Il y a quelques mois paraissait le Journal de mes sons de Pierre Henry, dont le texte – un montage du texte – lui a servi à créer l’œuvre « Deux coups de sonnette » qui sera diffusée le dimanche 4 décembre prochain à 22h30 sur France Culture.
Journal de mes sons comme on dirait Impromptu du moi ou Confessions musicales... Pierre Henry se livre ici à une entreprise autobiographique qui est à la fois un commentaire incarné de ses œuvres et la constitution par l’écriture, d’un « je » physiquement sonore, personnalité constituée à travers la réception auditive du monde, son écoute et sa transformation. « Je » démiurge, donc, et spectateur du grand théâtre bruissant entre nature et industrie, culture et rumeurs organiques :
« Si les conventions musicales, l’harmonie, la composition, les règles, les nombres, le côté mathématique et les formes avaient un sens par rapport à un Absolu, aujourd’hui, la musique ne peut en avoir que par rapport aux cris, au rire, au sexe, à la mort ». (1947)
Ce recueil de textes écrits des années 40 à nos jours permet de multiples lectures. Celle d’un « simple » journal, tout d’abord, recensant les souvenirs d’enfance, les récits de concerts, les témoignages d’amitié et d’affection à ses proches/complices créateurs. La lecture d’un texte littéraire à part entière, aussi, de par la présence de poèmes que l’on pourrait appeler « électro-acoustiques », de pages de prose cadencée, de par le souci extrême de l’auteur du choix d’un mot, de l’équilibre d’une phrase. Pierre Henry multiplie d’ailleurs les allusions à une intrication, dans son esprit, entre matériau langagier et musical : « Je n’écris pas ma musique avec des notes mais avec des mots » ; « Je travaille dans mes dictionnaires de sons ».

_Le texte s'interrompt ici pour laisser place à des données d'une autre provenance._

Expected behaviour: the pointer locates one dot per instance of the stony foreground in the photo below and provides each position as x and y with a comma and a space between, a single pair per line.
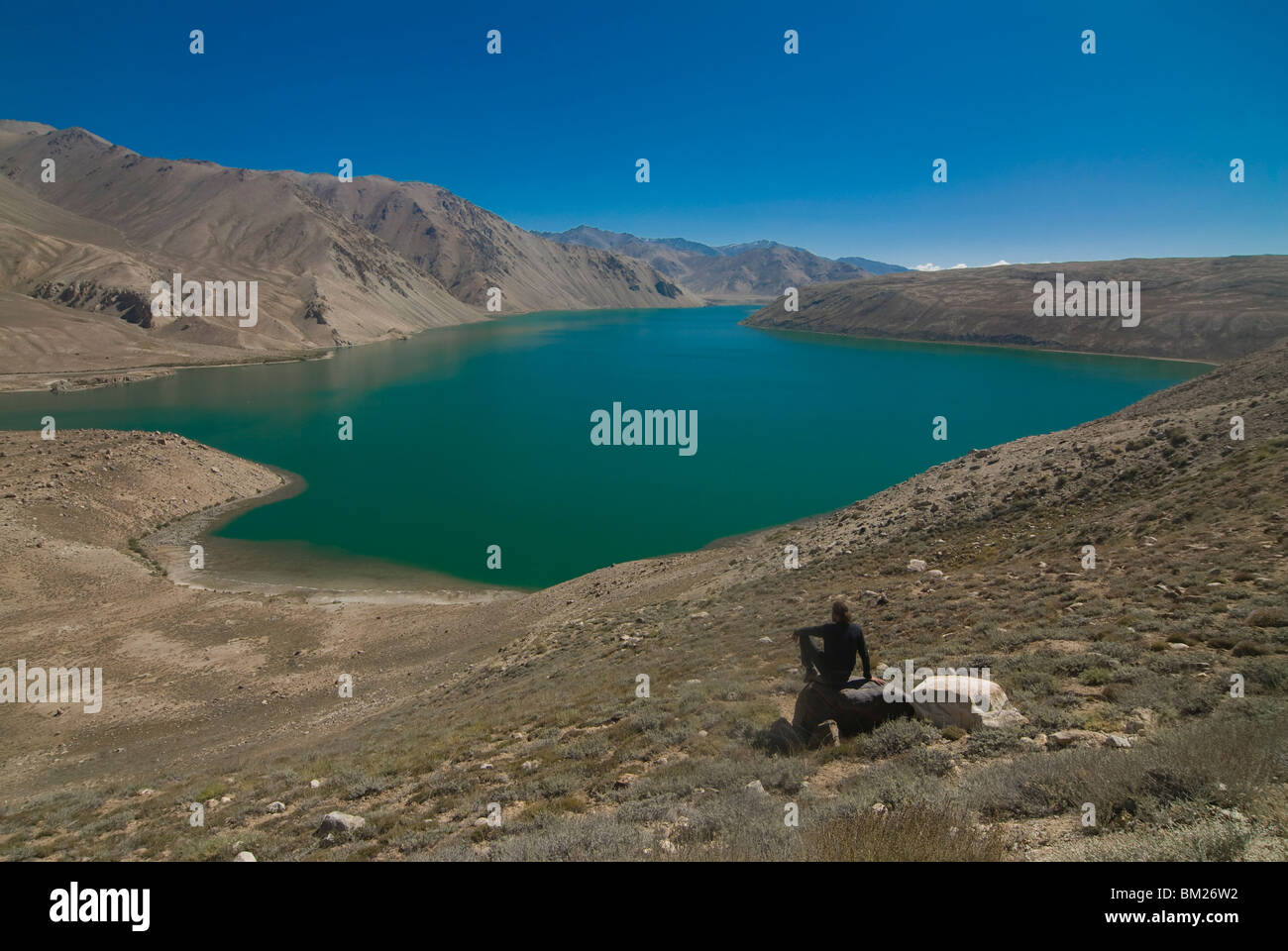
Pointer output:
465, 741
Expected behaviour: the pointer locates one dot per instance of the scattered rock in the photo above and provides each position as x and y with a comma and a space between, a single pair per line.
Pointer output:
340, 822
1141, 720
1063, 739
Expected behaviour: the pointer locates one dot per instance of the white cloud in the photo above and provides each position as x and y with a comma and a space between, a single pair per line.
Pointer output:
954, 266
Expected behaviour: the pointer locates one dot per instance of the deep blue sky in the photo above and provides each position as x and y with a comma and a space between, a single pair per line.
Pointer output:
1052, 155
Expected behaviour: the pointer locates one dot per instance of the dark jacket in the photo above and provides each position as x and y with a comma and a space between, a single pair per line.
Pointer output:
841, 645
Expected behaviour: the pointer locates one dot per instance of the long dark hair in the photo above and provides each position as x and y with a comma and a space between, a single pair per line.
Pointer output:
841, 612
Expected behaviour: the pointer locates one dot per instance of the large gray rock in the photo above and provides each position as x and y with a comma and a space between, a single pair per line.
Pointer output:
960, 701
854, 709
340, 822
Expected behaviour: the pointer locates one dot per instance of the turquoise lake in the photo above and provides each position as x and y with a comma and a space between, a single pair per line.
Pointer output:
478, 436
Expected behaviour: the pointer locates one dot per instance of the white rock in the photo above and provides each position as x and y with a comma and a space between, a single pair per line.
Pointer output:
957, 701
342, 822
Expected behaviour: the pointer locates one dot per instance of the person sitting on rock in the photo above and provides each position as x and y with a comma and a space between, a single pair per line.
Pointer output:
842, 642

Les amateurs de musique contemporaine – pas forcément de musique savante, disons : les oreilles curieuses de toutes obédiences – peuvent trouver ici à la fois une histoire de la révolution électro-acoustique, des précisions concernant certains virages technologiques, des textes explicatifs de certaines œuvres de Pierre Henry... mais aussi et surtout assister au développement d’une pensée qui a choisi de s’attaquer aux valeurs constituées, aux schémas appris pour recréer sa logique propre. L’étalage des rouages du moteur par son célibataire même, pourrait-on dire. Après avoir dénudé les matières sonores, dévoiler les impulsions, les déclics, les genèses.
Enfin, pourquoi ne pas envisager une lecture musicale de ce Journal de mes sons ? Se prendre au jeu de son créateur et en jouer les différentes parties, à loisir ? Bouleverser les chronologies, mixer les éléments, aller, revenir, superposer les souvenirs auditifs aux siens propres... ce serait une manière d’interagir au refus des frontières de l’œuvre de Pierre Henry ; le Journal de mes sons serait l’une des pièces à jouer de l’artiste tout comme ses créations sonores constitueraient d’autres architectures verbales, à déchiffrer... Quelque chose aux confins : « Ah ! si l’on disait un jour de ma musique ainsi que l’on peut lire sur l’un des cartons du film (Nosferatu de Murnau) : « ici commence le pays des fantômes »... N’est-ce pas tout simplement la définition de la poésie ? ». Des formes en devenir car déliquescentes, sans cesse créées ; des espaces incertains, en cela encore « innommables » d’une existence bruissante, à la recherche de sa grammaire propre. Un objet terriblement concret et évanescent à la fois. En tant que tel, il incarne la complexité limpide de l’œuvre de Pierre Henry : tour à tour savante et populaire, sobre et excessive, solitaire et fusionnelle. Une façon de proclamer la fin des manichéismes. Ou encore : le solfège est mort, c’est nous qui l’avons tué. Vive les sons ! Vive les matières !
— Tu lis les catalogues, les affiches qui chantent tout haut. Voilà pour la poésie ce matin. Et pour la prose, il y a les « Journaux »...
Journal de mes sons de Pierre Henry, Éditions Actes Sud.